La logique intrinsèque du divertissement, qui ne cesse de grandir et de prendre une place démesurée, offre malgré tout une échappatoire aux pressions que subissent des sociétés totalement voilées. La femme-jouet devient une sorte de compensation à la femme claquemurée sous son voile, et la liberté des héros des feuilletons remplace le fait que la femme n’a pas le droit de conduire ! En pénétrant dans les foyers, cette esthétique de boîte de nuit révèle les double-standards qui déterminent les comportements des hommes arabes. A son époque, Ahmed Abdel-Jawad, le héros de la Trilogie de Naguib Mahfouz, était capable de tracer des limites claires entre ce qui se passait entre les quatre murs de son foyer et ce qui se déroulait ailleurs. Mais lors que tout est emmuré, lorsque c’est la ville tout entière qui est enveloppée de voiles noirs, il n’est plus possible de suivre les règles du jeu de la Trilogie : c’est au sein même du foyer qu’est dressée la scène de cabaret et c’est la vie quotidienne qui est soumise à toutes les contradictions possibles.

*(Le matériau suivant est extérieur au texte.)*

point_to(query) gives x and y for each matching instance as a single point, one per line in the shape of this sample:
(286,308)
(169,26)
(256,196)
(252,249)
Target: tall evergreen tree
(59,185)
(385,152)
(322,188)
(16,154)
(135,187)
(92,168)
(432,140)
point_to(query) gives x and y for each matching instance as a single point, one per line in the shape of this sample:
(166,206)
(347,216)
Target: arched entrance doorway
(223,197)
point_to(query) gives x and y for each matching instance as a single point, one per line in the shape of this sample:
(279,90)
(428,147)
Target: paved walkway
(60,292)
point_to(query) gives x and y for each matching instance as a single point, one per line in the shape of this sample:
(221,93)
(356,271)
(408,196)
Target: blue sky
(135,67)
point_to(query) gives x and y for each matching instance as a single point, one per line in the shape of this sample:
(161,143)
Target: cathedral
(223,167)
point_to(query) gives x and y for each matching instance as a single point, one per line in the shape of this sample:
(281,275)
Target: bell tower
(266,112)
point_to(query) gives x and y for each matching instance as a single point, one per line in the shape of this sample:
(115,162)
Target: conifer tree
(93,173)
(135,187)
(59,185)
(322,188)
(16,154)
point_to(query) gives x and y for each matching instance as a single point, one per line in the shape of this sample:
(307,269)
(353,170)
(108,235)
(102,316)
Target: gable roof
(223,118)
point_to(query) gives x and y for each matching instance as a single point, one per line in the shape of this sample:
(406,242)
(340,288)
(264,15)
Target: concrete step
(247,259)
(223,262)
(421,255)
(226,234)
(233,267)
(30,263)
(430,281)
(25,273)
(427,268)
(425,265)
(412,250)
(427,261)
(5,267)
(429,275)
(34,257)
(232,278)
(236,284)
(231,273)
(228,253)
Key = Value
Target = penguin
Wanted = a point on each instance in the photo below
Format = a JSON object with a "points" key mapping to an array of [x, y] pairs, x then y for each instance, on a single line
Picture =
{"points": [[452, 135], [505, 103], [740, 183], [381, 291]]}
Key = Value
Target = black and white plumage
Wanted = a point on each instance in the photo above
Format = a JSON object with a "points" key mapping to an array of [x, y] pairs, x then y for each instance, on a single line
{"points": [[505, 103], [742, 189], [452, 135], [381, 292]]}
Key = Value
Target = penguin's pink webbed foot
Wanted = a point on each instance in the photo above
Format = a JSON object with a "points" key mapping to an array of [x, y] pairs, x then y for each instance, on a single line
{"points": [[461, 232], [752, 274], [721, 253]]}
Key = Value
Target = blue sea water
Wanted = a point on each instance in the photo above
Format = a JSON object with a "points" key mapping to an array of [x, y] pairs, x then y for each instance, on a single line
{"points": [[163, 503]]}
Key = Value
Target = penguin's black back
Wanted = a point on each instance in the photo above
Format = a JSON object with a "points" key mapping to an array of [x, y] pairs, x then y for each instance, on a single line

On comprend mieux ce qu’est “la rue arabe” dès lors qu’on la saisit dans cette dualité qui paralyse toute action et qui impose une paralysie totale.

Incroyable dualité associant une politique sans horizon à une culture sociale construite sur un mélange d’hypocrisie et de fuite ! La politique n’est plus rien d’autre que la recherche d’images suggestives, même si cela doit ouvrir les portes à Al-Qaïda et à ses pareils. Quant à ce qui relève du social, tout s’y réduit à une simple excitation, à une compensation psychologique, sans traductions concrètes et sans autre existence que sur les écrans.

La “rue arabe” est faite de toutes ces rues pleines de pauvres et de malheureux qui ne voient rien d’autre qu’une solution individuelle à leurs problèmes et qui cherchent sur les écran une illusoire compensation.